The United Iraqi Scholars Group -- which appointed a 16-strong leadership panel -- vowed to boycott any political group handpicked by the US occupation authorities.

Resistance

Asked on the unabated resistance, Zarqani said Iraqi fighters will only give up arms if the elections bring in politicians who care for the common good of all Iraqis.

“The Iraqi people want a pullout timetable, security, job opportunities and social services,” he added.

“Only then will the resistance play a political role acting as a monitor of the government’s actions.

“We will obey the new elected government if serving the best interests of the Iraqi people. If not, we will be its archenemies,” Zarqani warned.

He blamed media outlets for the wrong notion that Al-Sadr group was not clear on the resistance issue.

“Our figures are deliberately kept out of the limelight, which set tongues wagging.”

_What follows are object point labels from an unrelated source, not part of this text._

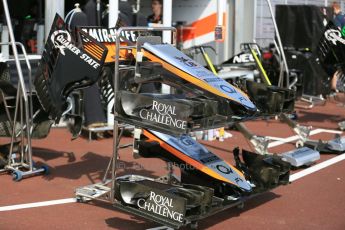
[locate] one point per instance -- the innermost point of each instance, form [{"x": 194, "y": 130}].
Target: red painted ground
[{"x": 313, "y": 202}]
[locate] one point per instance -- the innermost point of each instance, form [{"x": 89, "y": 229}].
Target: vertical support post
[
  {"x": 221, "y": 4},
  {"x": 51, "y": 8},
  {"x": 167, "y": 20},
  {"x": 4, "y": 38},
  {"x": 113, "y": 12},
  {"x": 113, "y": 15}
]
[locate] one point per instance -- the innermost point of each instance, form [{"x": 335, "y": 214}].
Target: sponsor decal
[
  {"x": 162, "y": 113},
  {"x": 243, "y": 58},
  {"x": 160, "y": 205},
  {"x": 334, "y": 36},
  {"x": 109, "y": 35},
  {"x": 227, "y": 89},
  {"x": 62, "y": 40}
]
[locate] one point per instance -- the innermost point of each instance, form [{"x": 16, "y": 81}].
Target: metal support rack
[
  {"x": 20, "y": 164},
  {"x": 104, "y": 191}
]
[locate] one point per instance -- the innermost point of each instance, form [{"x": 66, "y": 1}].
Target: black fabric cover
[
  {"x": 301, "y": 26},
  {"x": 315, "y": 79}
]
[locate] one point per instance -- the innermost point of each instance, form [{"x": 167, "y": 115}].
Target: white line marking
[
  {"x": 281, "y": 141},
  {"x": 317, "y": 167},
  {"x": 38, "y": 204},
  {"x": 160, "y": 228},
  {"x": 293, "y": 177}
]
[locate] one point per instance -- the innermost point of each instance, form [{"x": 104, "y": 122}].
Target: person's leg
[{"x": 335, "y": 80}]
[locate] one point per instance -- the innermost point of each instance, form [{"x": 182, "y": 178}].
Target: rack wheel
[
  {"x": 240, "y": 206},
  {"x": 17, "y": 175},
  {"x": 193, "y": 225},
  {"x": 80, "y": 199},
  {"x": 45, "y": 169}
]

Zarqani also hit out at Al-Qaeda leader in Iraq, Abu Musaab Al-Zarqawi, for “tarnishing the image of resistance and associating it with the ugly and indiscriminate terror attacks.”

“He has become a tool used by the US to press ahead with its agenda in Iraq,” he said.

Sadr’s Mahdi army engaged last year in pitched battles with US occupation troops after the arrest of one of his top aides and the closure of the group’s mouthpiece newspaper Al-Hawza Al-Natiqa.

After four months of bloody battles that killed hundreds of Shiites, Sadr ordered his militiamen to disarm and leave Imam Ali Shrine in the holy city of Najaf as part of a deal brokered by Sistani.